The Winslows were beyond comfort and apparently, beyond reason.

Sandra gripped the railing, started after them, then stopped. She stared down at the check, tumbling like a leaf along the pavement. A slow burn of anger swept through her. Her hand slipped down the iron railing as she stepped backward once, twice. Then, with shoulders squared and chin held high, she retrieved the check, turned away from the church and hurried toward her car.

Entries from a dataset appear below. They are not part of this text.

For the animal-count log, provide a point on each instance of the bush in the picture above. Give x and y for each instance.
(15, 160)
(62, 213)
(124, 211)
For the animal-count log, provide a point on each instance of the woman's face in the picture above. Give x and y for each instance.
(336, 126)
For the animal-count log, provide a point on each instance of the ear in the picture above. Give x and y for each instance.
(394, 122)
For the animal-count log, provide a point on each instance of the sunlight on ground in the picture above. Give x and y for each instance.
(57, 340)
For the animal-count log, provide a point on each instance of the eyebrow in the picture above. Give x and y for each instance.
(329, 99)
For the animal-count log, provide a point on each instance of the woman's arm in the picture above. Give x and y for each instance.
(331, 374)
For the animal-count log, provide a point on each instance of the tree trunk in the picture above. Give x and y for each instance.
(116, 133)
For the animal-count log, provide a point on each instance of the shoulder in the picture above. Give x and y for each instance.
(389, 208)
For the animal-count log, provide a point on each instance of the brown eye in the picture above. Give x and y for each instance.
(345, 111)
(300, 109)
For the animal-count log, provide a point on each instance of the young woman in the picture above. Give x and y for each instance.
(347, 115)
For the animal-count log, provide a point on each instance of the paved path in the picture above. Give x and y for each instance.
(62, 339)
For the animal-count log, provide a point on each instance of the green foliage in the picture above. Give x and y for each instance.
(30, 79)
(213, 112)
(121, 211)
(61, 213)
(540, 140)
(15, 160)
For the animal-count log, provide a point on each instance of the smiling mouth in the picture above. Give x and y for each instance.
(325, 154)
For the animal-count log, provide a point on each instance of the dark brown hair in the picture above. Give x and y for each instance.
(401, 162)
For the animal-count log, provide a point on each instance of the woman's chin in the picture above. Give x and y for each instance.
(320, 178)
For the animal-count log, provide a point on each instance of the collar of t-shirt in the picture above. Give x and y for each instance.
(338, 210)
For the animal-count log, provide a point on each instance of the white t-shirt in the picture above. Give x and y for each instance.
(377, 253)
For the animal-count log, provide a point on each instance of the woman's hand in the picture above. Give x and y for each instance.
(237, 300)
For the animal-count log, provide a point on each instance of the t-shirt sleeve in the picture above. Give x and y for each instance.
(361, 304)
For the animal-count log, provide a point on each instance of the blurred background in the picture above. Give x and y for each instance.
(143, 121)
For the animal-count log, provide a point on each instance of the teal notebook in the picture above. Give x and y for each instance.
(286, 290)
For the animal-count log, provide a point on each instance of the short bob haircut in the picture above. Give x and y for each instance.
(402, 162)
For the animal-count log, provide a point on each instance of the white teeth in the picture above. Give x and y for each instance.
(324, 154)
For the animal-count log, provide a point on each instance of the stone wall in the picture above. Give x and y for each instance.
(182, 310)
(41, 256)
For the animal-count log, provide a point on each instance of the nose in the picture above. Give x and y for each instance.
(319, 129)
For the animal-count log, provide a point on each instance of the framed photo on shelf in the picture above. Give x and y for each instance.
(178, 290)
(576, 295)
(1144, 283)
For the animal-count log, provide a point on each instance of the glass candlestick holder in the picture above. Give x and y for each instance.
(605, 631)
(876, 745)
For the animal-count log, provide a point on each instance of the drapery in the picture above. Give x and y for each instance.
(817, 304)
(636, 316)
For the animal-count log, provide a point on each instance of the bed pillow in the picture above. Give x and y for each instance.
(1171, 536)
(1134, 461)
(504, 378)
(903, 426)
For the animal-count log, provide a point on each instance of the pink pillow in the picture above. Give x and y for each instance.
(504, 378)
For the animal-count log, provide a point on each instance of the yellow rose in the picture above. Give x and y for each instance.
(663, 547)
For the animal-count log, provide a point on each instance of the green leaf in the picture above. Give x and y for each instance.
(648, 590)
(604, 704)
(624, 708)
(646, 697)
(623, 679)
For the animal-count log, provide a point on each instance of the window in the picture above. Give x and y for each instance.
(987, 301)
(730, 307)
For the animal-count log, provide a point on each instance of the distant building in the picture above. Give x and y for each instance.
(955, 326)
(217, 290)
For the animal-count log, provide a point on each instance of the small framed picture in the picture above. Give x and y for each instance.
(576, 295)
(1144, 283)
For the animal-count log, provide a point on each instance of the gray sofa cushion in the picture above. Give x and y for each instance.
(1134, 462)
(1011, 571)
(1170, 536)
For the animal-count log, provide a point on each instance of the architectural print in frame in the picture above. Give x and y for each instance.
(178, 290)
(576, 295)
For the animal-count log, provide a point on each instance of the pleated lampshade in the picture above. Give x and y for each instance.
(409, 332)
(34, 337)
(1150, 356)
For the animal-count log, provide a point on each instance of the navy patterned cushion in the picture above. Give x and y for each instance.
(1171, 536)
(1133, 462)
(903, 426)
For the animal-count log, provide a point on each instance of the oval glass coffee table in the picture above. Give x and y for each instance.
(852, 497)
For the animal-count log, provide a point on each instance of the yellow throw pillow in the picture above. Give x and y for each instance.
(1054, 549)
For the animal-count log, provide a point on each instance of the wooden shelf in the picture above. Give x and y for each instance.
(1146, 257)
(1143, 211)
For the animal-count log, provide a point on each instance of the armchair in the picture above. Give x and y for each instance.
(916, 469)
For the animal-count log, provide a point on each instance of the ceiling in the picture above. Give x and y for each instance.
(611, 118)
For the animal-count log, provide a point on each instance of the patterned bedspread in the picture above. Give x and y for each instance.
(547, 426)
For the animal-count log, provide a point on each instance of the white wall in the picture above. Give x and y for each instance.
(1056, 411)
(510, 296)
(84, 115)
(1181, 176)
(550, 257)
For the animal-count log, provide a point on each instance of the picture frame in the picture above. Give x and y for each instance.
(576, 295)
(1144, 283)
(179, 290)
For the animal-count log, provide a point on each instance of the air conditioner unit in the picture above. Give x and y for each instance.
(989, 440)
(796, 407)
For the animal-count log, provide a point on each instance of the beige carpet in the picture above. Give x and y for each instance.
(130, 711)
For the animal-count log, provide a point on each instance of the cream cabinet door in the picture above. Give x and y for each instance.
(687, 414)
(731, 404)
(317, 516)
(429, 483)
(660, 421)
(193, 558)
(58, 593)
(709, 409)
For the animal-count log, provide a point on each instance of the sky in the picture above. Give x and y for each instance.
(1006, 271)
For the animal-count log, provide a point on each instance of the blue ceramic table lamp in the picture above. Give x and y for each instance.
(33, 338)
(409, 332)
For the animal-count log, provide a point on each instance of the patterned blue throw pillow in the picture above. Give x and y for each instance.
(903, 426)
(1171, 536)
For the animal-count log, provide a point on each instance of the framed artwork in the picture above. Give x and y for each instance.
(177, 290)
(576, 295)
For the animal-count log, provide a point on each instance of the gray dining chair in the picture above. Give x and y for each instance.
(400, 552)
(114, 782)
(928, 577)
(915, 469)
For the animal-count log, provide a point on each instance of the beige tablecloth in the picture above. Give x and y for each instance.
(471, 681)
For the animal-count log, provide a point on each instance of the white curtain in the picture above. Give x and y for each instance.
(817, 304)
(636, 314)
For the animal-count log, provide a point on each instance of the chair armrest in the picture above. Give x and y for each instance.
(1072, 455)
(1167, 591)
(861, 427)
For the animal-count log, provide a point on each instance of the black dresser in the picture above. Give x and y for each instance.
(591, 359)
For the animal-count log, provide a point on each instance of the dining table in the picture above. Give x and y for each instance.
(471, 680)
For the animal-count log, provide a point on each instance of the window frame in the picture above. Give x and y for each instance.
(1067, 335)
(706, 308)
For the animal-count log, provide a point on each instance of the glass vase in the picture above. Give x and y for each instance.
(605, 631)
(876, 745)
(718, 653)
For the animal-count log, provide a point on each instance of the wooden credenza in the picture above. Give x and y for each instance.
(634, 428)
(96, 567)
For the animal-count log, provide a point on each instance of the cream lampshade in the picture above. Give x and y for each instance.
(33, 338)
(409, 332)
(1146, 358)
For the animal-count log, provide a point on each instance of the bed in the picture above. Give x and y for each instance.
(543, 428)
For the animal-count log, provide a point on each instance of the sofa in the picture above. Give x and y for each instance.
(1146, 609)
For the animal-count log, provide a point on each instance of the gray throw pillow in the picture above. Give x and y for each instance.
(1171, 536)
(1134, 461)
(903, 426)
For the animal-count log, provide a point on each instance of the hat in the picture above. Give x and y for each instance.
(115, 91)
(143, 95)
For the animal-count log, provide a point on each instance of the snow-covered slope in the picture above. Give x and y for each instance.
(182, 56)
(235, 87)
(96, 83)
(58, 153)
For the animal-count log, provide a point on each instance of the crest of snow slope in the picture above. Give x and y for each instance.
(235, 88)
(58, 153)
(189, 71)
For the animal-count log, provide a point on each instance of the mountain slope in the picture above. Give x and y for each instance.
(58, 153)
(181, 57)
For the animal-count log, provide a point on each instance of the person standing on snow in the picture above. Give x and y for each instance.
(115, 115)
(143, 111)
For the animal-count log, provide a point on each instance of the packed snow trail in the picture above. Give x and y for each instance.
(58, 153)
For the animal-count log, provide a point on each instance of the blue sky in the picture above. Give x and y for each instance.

The front doors of the sandy brick church now stood open to the day. She could see the glow of candles within, and the spice of fresh flower arrangements wafted from the sanctuary. The subtle, murmuring notes of the organist warming up for the processional rode the morning breeze.

But it was a false welcome, she knew that now. She wanted to kick herself for her own stupidity. She should have listened to Milton. Of course they wouldn’t change their minds simply because of the ruling.

Enough, then, she told herself, slamming the car door on the belly-deep sound of the church bells tolling. It would never be over. Especially not now. Everything was just starting now. Her hand closed around the check in her coat pocket. By declining her money, they were making her decision about the house much easier.

Yet it didn’t feel easy. These people wanted her humiliated, banished, ruined. They probably wanted her to burn in hell. A hundred times, she had been tempted to reveal the whole truth about that night, but she always fought the impulse. The truth would only add bitterness to their grief, and no explanation would bring Victor back to life.

Despite their anger at her, Sandra felt protective of Victor’s grieving parents. They’d been so proud of Victor. They missed him so much. Ever since his death, she’d shielded them from something only she knew. She told herself it was because she respected their grief—but maybe in her heart she was also engaged in a silent bargain: I’ll spare you the truth about your son if you’ll forgive me for my role in his death.